50 miles off New Orleans, the Gulf of Mexico drops off thousands of feet, where I believe the oil lies.
At that depth, the cold and lack of sunlight, probably means the oil will not break down for a long, long time.
Which makes me think this is a long, long term catastrophe in the making. Like a blanket coats the surface, I see a blanket coating the bottom; slowly feeding into the Gulf Stream.
Yes, it gets broken down by natural microbes once it mixes with healthy seawater. So what are we doing, breeding super oil eating bugs? Or do we want a healthy OCEAN?
Bottom line is BP is long off the hook by the time problems arise.
Still suffering, and still voting for neocons. Fair is fair, I guess...
So why don't YOU run for office?
I'm unelectable. You?
Don't the people of the Gulf know that they're disaster is SOOOO yesterday?!
To actually think that the MSM in this country would treat one of the worst man-made disasters in our history as a story that should - gasp - actually be followed up on and thus remain at the forefront of our minds is crazy, right?
Can't have that.
Hey, look kids - Sarah Palin's Alaska!
Fortunately a few members of the Greedy Obstructionist Party found the courage to apologize to BP for our rash administration's actions in condemning the oil blowout. We really can't hold major industries responsible when they cut corners and lay waste to whole ecosystems. If we did that their stockholders might sell their stock and the CEOs would miss their dividends. Oil disasters are truly a gift that keeps on giving.

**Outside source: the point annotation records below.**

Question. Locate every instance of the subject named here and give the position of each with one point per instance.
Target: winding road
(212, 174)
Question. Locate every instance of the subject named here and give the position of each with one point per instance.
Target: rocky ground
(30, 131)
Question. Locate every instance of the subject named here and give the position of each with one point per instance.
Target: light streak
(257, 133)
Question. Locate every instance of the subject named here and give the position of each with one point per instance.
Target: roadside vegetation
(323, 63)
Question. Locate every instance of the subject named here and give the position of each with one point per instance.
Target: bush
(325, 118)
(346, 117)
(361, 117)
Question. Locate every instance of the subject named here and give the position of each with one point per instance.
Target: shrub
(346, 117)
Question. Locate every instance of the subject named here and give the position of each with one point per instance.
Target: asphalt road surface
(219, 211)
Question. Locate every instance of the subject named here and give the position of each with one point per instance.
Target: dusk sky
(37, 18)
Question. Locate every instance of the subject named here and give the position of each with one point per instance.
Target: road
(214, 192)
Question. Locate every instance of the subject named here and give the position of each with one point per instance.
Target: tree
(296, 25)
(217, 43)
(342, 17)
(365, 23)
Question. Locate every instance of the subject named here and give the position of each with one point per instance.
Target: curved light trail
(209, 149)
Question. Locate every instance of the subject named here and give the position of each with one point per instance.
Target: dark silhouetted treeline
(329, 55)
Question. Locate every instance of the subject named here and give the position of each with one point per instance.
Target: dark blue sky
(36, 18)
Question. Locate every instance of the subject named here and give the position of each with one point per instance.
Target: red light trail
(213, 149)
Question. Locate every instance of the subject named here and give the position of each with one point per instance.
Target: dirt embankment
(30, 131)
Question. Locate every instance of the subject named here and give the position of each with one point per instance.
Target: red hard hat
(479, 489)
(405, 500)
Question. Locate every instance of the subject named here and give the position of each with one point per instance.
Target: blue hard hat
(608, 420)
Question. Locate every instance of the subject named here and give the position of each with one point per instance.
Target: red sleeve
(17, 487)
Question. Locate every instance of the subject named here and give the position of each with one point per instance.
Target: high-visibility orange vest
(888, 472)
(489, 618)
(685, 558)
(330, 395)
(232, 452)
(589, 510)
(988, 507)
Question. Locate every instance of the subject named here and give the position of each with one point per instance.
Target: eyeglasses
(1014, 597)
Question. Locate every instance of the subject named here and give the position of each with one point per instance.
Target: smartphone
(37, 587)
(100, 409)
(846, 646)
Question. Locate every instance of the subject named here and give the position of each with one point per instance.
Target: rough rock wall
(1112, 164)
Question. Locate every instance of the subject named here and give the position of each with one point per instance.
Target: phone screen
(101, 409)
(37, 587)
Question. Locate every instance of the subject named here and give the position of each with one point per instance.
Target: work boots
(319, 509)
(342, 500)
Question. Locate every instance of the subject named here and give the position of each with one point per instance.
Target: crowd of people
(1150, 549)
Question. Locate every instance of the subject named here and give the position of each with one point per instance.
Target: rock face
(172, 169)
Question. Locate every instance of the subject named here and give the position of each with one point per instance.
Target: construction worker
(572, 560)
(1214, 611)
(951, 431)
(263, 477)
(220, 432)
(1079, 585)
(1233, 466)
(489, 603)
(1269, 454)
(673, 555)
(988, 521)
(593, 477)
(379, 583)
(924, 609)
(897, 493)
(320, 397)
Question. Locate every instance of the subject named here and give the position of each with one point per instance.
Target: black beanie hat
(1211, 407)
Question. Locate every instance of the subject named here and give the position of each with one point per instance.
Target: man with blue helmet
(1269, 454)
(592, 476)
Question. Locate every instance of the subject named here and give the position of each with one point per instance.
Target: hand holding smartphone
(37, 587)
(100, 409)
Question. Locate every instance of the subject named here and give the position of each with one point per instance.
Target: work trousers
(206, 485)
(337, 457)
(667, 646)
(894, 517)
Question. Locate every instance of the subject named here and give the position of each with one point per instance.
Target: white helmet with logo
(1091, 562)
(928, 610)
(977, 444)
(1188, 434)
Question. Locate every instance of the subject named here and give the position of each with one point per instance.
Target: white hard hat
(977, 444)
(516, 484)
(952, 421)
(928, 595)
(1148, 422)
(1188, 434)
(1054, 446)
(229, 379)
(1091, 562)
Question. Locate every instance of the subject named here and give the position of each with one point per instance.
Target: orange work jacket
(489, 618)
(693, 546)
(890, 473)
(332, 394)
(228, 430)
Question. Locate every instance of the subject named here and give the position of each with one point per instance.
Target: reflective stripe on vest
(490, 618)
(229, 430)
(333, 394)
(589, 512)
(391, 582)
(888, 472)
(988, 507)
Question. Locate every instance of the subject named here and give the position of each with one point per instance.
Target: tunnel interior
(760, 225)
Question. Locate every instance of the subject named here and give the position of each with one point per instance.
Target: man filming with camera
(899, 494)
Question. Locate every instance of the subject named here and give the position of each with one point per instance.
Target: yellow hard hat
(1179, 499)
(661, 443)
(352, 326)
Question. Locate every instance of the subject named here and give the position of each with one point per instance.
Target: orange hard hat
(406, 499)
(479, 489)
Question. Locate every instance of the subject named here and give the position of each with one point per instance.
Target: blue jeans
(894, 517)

For fifteen years I have enjoyed the flock of snowy egrets (white herons) that have summered in the lagoon next to the Mississippi River at Stoddard, in SW Wisconsin. Their numbers swelled to 100 or so in the summer of 2009.
This year, for the first time, there were none. Zero.
I see from the literature that they have to fly over the Gulf each spring to get here. I'm wondering if they just didn't make it across. Very sad.
Actually, i recommend, and i am not a fan, believe me, but Jesse Ventura's Conspiracy Theory just did a pretty good episode on this issue.
How much money has BP paid, and how much of this has gone to the people and the environment of the Gulf?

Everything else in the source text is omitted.